Though British retailer Topshop’s clothing is premium, it is not considered luxury. This could make a dent in Nordstrom’s image.
The stores will install a 2,500-square foot Topshop for women and 1,500 square-foot Topman with mannequins, texturing and lighting. Merchandise includes shaggy fake fur coats, cropped biker jackets, short sequined skirts, cheetah-print T-shirts and trim-fit tailored men’s jackets.
“Nordstrom has always stood out from the retail crowd because of its superior customer service,” said Adriana Estrada, account director at Siegel+Gale, New York. “It provides a good selection of quality items from mid-range private labels to pricey designer ready-to-wear brands.

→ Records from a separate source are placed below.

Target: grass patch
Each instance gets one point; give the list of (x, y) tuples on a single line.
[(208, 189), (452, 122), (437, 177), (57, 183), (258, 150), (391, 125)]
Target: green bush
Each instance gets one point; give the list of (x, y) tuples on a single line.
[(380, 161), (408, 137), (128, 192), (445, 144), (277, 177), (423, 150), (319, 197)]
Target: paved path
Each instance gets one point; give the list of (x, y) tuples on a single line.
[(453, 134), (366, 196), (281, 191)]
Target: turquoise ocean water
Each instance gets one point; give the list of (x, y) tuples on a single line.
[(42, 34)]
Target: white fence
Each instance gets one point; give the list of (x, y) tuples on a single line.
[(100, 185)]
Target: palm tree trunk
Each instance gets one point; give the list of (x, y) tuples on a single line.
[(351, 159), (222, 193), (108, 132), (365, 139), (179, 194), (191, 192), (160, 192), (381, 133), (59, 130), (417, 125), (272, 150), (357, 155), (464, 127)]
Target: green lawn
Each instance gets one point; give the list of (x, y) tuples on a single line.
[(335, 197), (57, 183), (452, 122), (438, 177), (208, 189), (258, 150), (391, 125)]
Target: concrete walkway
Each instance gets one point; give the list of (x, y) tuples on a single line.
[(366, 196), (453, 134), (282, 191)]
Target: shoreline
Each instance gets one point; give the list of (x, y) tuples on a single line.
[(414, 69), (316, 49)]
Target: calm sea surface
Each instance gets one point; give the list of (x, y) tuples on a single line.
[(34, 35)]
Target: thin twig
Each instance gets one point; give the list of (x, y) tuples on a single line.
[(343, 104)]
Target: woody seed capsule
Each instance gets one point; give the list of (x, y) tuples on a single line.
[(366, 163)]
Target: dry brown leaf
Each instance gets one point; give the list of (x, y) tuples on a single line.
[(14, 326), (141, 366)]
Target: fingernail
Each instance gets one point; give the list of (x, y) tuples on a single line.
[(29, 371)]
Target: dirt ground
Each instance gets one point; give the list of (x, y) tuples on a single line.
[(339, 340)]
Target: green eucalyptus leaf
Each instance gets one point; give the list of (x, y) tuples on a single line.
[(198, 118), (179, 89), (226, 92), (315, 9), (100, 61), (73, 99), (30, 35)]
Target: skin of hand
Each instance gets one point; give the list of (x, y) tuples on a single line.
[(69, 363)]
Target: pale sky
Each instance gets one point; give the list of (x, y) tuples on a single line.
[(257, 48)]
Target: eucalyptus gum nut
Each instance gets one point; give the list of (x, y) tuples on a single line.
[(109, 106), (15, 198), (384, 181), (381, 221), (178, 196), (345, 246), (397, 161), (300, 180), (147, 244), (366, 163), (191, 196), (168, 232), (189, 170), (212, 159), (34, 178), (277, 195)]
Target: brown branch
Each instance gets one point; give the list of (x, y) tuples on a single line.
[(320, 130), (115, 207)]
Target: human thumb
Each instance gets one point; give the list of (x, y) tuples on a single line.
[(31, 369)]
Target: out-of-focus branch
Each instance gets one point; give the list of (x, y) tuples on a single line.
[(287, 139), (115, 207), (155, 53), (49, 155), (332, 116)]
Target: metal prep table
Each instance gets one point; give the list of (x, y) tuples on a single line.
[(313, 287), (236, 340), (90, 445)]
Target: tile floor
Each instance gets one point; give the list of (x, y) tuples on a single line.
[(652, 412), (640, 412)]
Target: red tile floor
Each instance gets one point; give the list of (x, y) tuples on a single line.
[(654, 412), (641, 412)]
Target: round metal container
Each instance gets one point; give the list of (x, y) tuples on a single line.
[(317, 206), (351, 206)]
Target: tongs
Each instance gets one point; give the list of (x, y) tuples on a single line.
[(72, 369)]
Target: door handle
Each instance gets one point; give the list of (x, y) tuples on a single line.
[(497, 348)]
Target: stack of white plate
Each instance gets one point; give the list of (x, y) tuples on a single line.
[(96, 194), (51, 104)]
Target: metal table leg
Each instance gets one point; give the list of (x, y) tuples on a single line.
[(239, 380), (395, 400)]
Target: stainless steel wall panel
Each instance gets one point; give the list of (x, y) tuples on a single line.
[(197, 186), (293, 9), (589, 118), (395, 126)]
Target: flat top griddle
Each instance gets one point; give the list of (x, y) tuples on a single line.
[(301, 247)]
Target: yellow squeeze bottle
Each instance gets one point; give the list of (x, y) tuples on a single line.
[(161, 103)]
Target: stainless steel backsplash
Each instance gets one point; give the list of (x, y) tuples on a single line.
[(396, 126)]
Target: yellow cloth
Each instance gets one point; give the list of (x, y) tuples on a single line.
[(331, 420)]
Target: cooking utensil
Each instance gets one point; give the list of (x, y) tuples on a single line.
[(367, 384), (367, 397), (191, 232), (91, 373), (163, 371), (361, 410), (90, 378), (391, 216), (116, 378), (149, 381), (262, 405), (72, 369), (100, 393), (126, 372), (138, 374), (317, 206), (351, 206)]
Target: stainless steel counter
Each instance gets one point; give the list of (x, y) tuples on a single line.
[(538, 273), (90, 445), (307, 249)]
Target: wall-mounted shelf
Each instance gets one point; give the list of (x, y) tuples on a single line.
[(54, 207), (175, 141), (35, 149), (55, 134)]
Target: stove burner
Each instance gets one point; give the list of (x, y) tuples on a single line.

“The Topshop collaboration is a good move for Nordstrom if it attracts a new audience to the store, especially the more fashion-forward crowd,” she said. “Nordstrom has never really captured this group and this is an opportunity to invite new shoppers to find on-trend cool clothes and experience Nordstrom’s exceptional service.”
Pete Nordstrom, president of merchandising at Nordstrom, Sir Philip Green from Topshop and models
High-end brands collaborating with mainstream labels is not a new idea. In fact, Topshop and Nordstrom join pairs including Target and Neiman Marcus, Karl Lagerfeld and H&M, and Missoni and Target.
However, this collaboration is different because it is a mainstream label coming into a high-end store, not vice versa.
“These collaborations are usually based on expanding the market by going up or down from the brand's core market,” said Al Ries, chairman of marketing consultancy Ries & Ries, Roswell, GA. “In general, this does not work because it dilutes what the brand stands for.
“Here is the paradox: if a low-end brand, like Topshop is successful at Nordstrom, it is going to hurt the Nordstrom brand and if it is unsuccessful, it is not going to hurt the Nordstrom brand,” he said. “Heads, you lose, tails, you do not win.”
Nordstrom is test-running the shop-in-shops in 14 locations: Ala Moana in Honolulu, HI; Barton Creek Square in Austin, TX; Burlington, MA; Chandler Fashion Center in Chandler, AZ; Dadeland Mall in Miami, FL; Garden State Plaza in Paramus, NJ; Irvine Spectrum Center in Irvine, CA; Oakbrook Center in Oakbrook, IL; Phipps Plaza in Atlanta; The Plaza at King of Prussia in King of Prussia, PA; San Francisco Centre in San Francisco; South Coast Plaza in Costa Mesa, CA; Southcenter in Tukwila, WA; and Valley Fair in San Jose, CA.
This makes sense, since much of the success of this collaboration relies on the test shops and their locations.
For example, Louis Vuitton is not typically found in Macy’s locations. However, it has a shop-in-shop in Macy’s Herald Square in New York.
This is because this particular Macy’s location attracts a variety of consumers, including those who buy Louis Vuitton.
In this case, Nordstrom chose a variety of locations so that it could learn as much as possible, Nordstrom’s Ms. White said.
Indeed, Nordstrom does have to be careful to protect its image throughout this process by sticking to its core values.
“The Nordstrom brand equity is driven by its world-class service – personal attention, knowledgeable salespeople and customer-first service policies,” said Denise Lee Yohn, a San Diego-based brand consultant.
“If Nordstrom remains focused on this, and figures out how to adapt service to what younger affluent consumers want, its brand will only grow stronger,” she said.